友達の友達

「友達の友達に聞いた話なんだけどな、隣町の中学校にとんでもないイケメンがいるらしい」

友達の坂田が言ってきた。

 

「イケメンねぇ…顔がいい奴くらいそんなに珍しくもないだろう」

俺はそう言った。

 

すると次の日。数人で集まって噂しているもんだから聞いてみると、

「友達に聞いた話なんだが、隣町のイケメン、どうもスポーツ万能らしいんだ。」

「ああ、動けるイケメンか、学年に何人かいるもんだよな」

 

すると次の日。

俺が弁当のシシトウを食おうか食わないか迷っていると、坂田がよってきた。

「どうも、友達に聞いた話によると隣町のイケメン、スポーツ万能なだけではなく、学年一の学力を誇っているらしい。」

「なんと羨ましい。いるよなぁ学年に一人はそうゆう化け物みたいな奴。才色兼備ってヤツ?」

 

すると次の日クラス内が大盛り上がりでは無いか。どうしたもんかと尋ねてみると

「隣町のイケメンな、実は女の子だったらしい。しかも生徒会長だったんだ。

超絶美人で芸能事務所が取り合っているらしいんだが、まったく興味が無いそうだ。親は大富豪だってさ」

「そりゃあ凄いもんだ。
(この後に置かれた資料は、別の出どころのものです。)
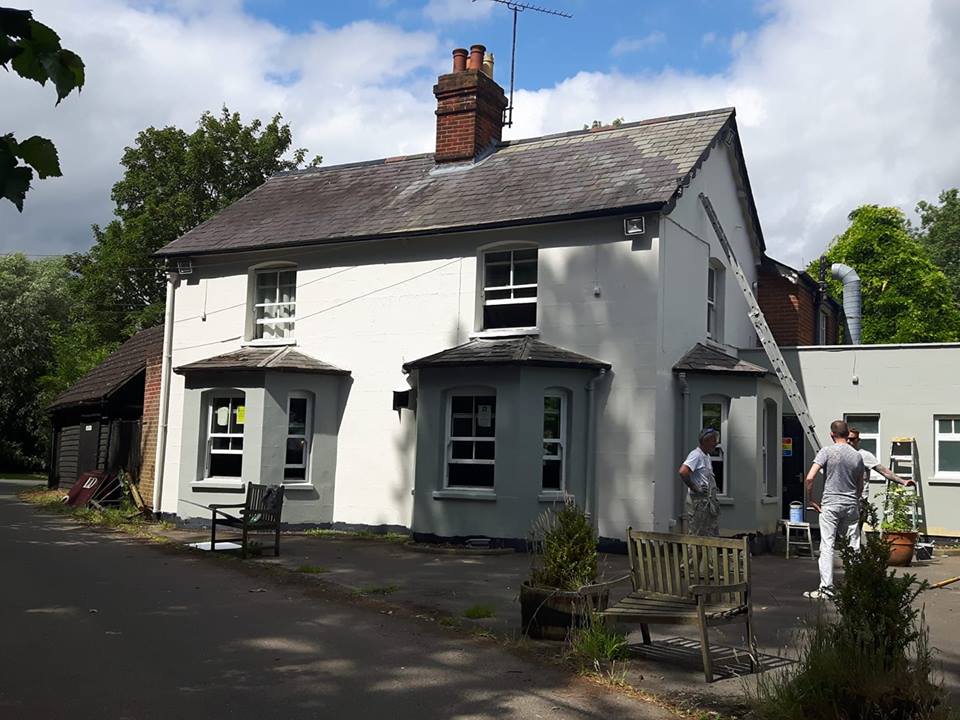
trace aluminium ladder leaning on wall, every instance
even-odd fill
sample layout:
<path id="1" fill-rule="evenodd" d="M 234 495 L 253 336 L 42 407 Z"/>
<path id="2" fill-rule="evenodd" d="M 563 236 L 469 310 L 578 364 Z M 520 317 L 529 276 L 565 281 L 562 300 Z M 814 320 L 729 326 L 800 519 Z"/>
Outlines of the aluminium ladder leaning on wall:
<path id="1" fill-rule="evenodd" d="M 800 393 L 800 388 L 797 386 L 796 380 L 793 379 L 793 375 L 790 373 L 790 368 L 787 367 L 786 360 L 783 359 L 783 353 L 780 352 L 780 346 L 777 345 L 777 341 L 773 337 L 773 333 L 770 331 L 770 326 L 767 325 L 767 320 L 763 316 L 763 311 L 760 309 L 760 303 L 757 302 L 756 296 L 753 294 L 753 290 L 750 288 L 750 283 L 747 280 L 747 276 L 743 274 L 743 269 L 740 267 L 740 263 L 737 262 L 737 256 L 733 252 L 733 248 L 730 246 L 730 242 L 727 240 L 726 234 L 723 232 L 723 227 L 720 225 L 720 220 L 717 219 L 717 214 L 713 210 L 713 204 L 703 193 L 700 193 L 700 204 L 703 205 L 703 209 L 707 213 L 707 217 L 710 219 L 710 224 L 713 225 L 713 231 L 717 234 L 717 239 L 720 241 L 720 246 L 723 248 L 723 252 L 727 256 L 727 261 L 730 263 L 730 269 L 733 271 L 733 276 L 737 279 L 737 284 L 740 286 L 740 291 L 743 293 L 743 297 L 747 301 L 747 316 L 750 318 L 750 322 L 753 323 L 753 329 L 757 331 L 757 337 L 760 338 L 760 344 L 763 346 L 764 351 L 767 353 L 767 357 L 770 359 L 770 365 L 773 367 L 773 372 L 776 374 L 777 379 L 780 380 L 780 385 L 783 387 L 783 391 L 787 396 L 787 400 L 790 402 L 790 405 L 793 407 L 793 411 L 797 414 L 797 419 L 800 420 L 800 426 L 803 428 L 803 433 L 807 438 L 807 442 L 813 447 L 813 451 L 816 453 L 820 450 L 820 440 L 817 438 L 817 433 L 814 428 L 813 418 L 810 417 L 810 411 L 807 409 L 807 403 L 803 399 L 803 395 Z M 804 507 L 807 505 L 806 498 L 806 484 L 804 484 Z"/>

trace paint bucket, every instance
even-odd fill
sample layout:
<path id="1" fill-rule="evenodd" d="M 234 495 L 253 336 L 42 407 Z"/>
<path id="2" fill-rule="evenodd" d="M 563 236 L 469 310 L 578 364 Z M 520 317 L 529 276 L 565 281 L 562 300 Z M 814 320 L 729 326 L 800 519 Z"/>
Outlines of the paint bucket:
<path id="1" fill-rule="evenodd" d="M 790 503 L 790 522 L 803 522 L 803 503 L 796 500 Z"/>

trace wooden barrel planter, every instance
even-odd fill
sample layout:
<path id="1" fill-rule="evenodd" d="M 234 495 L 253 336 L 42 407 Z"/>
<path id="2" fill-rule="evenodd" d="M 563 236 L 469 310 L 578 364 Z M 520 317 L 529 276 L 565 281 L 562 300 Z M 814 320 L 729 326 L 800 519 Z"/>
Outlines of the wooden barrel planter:
<path id="1" fill-rule="evenodd" d="M 913 551 L 917 546 L 915 532 L 885 532 L 884 539 L 890 543 L 890 559 L 887 565 L 908 567 L 913 562 Z"/>
<path id="2" fill-rule="evenodd" d="M 539 640 L 565 640 L 570 629 L 584 625 L 588 608 L 606 610 L 610 589 L 585 595 L 577 590 L 536 587 L 528 582 L 520 586 L 520 617 L 523 632 Z"/>

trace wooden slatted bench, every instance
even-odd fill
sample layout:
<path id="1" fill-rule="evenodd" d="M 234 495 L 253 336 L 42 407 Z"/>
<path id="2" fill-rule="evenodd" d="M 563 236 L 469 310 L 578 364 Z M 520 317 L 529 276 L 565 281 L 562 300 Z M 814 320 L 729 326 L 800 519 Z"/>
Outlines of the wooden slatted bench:
<path id="1" fill-rule="evenodd" d="M 280 554 L 280 514 L 283 512 L 283 486 L 247 484 L 246 500 L 238 505 L 208 505 L 210 522 L 210 550 L 217 547 L 217 525 L 240 528 L 240 554 L 247 556 L 247 540 L 251 532 L 272 532 L 273 554 Z M 240 517 L 225 513 L 224 509 L 240 509 Z M 220 516 L 220 517 L 218 517 Z"/>
<path id="2" fill-rule="evenodd" d="M 633 592 L 602 615 L 640 623 L 645 645 L 650 644 L 650 625 L 697 625 L 707 682 L 713 681 L 707 629 L 746 623 L 750 667 L 757 669 L 746 538 L 728 540 L 628 528 L 627 548 Z"/>

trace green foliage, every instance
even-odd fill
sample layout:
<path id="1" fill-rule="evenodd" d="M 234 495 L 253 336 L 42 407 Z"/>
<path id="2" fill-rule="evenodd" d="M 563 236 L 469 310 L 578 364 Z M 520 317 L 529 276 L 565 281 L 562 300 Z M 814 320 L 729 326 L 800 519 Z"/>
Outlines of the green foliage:
<path id="1" fill-rule="evenodd" d="M 594 121 L 593 121 L 592 123 L 590 123 L 589 125 L 584 124 L 583 129 L 584 129 L 584 130 L 599 130 L 600 128 L 603 128 L 603 127 L 620 127 L 621 125 L 623 125 L 623 118 L 622 118 L 622 117 L 616 117 L 616 118 L 613 119 L 613 121 L 610 123 L 610 125 L 604 125 L 604 124 L 603 124 L 603 120 L 594 120 Z"/>
<path id="2" fill-rule="evenodd" d="M 579 590 L 597 579 L 597 534 L 573 502 L 545 510 L 531 530 L 534 585 Z"/>
<path id="3" fill-rule="evenodd" d="M 60 47 L 60 36 L 29 10 L 0 8 L 0 67 L 41 85 L 51 81 L 57 105 L 84 83 L 83 60 Z M 0 196 L 20 212 L 34 172 L 41 180 L 62 175 L 54 144 L 39 135 L 19 142 L 12 133 L 0 135 Z"/>
<path id="4" fill-rule="evenodd" d="M 628 652 L 627 636 L 610 628 L 603 616 L 596 613 L 570 633 L 570 653 L 588 665 L 623 660 Z"/>
<path id="5" fill-rule="evenodd" d="M 944 190 L 939 203 L 917 203 L 917 237 L 947 276 L 954 300 L 960 303 L 960 190 Z"/>
<path id="6" fill-rule="evenodd" d="M 463 616 L 470 620 L 483 620 L 494 617 L 493 605 L 471 605 L 463 611 Z"/>
<path id="7" fill-rule="evenodd" d="M 886 512 L 880 529 L 884 532 L 910 532 L 913 526 L 913 511 L 917 505 L 917 496 L 897 483 L 887 483 L 887 496 L 884 500 Z"/>
<path id="8" fill-rule="evenodd" d="M 876 511 L 869 509 L 870 523 Z M 924 720 L 949 717 L 931 678 L 923 612 L 926 583 L 887 569 L 890 546 L 871 534 L 860 552 L 841 543 L 844 577 L 833 602 L 800 637 L 795 667 L 761 675 L 751 693 L 757 720 Z"/>
<path id="9" fill-rule="evenodd" d="M 292 140 L 279 114 L 266 125 L 245 124 L 226 107 L 219 116 L 204 113 L 192 133 L 150 127 L 137 135 L 113 186 L 116 219 L 95 225 L 93 248 L 69 259 L 99 338 L 120 341 L 161 322 L 166 280 L 151 255 L 270 175 L 300 167 L 302 148 L 283 159 Z"/>
<path id="10" fill-rule="evenodd" d="M 850 213 L 850 227 L 826 253 L 828 263 L 850 265 L 861 280 L 861 342 L 915 343 L 960 340 L 960 310 L 946 276 L 925 247 L 911 237 L 904 214 L 864 205 Z M 817 263 L 808 272 L 817 276 Z M 829 283 L 842 298 L 841 285 Z"/>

で、誰か見たヤツはいるのか」

俺がそう尋ねると、クラス内が一瞬静かになったが、

「見たこと無いんだけど友達が見たらしい、胸が張り裂けそうなほど美人だったらしいぞ」

 

すると次の日、

今度は隣のクラスまで混じって会議がされていた。

俺が寄ってみると

「なあなあ、隣町の美女、クラスで飼っていた亀を生き返らせたらしいぞ!」

 

 

 

俺は一瞬言葉を失って、もう一度聞き直した。

「え?なんだって」

 

「だから、クラスで飼っていた亀が死んじゃったんだけど、彼女が優しく撫でるとむくりと起きたそうだ。」

「寝ていただけじゃ無いのか…」

「そんなことあるもんかい。それで今、彼女は天使なんじゃ無いかって会議をしてるんだ。」

「生き返らせるところを見たのか?」

「友達が見たって言ってた。」

 

すると次の日、教室で祈りを捧げるクラスメイトたちの姿があった。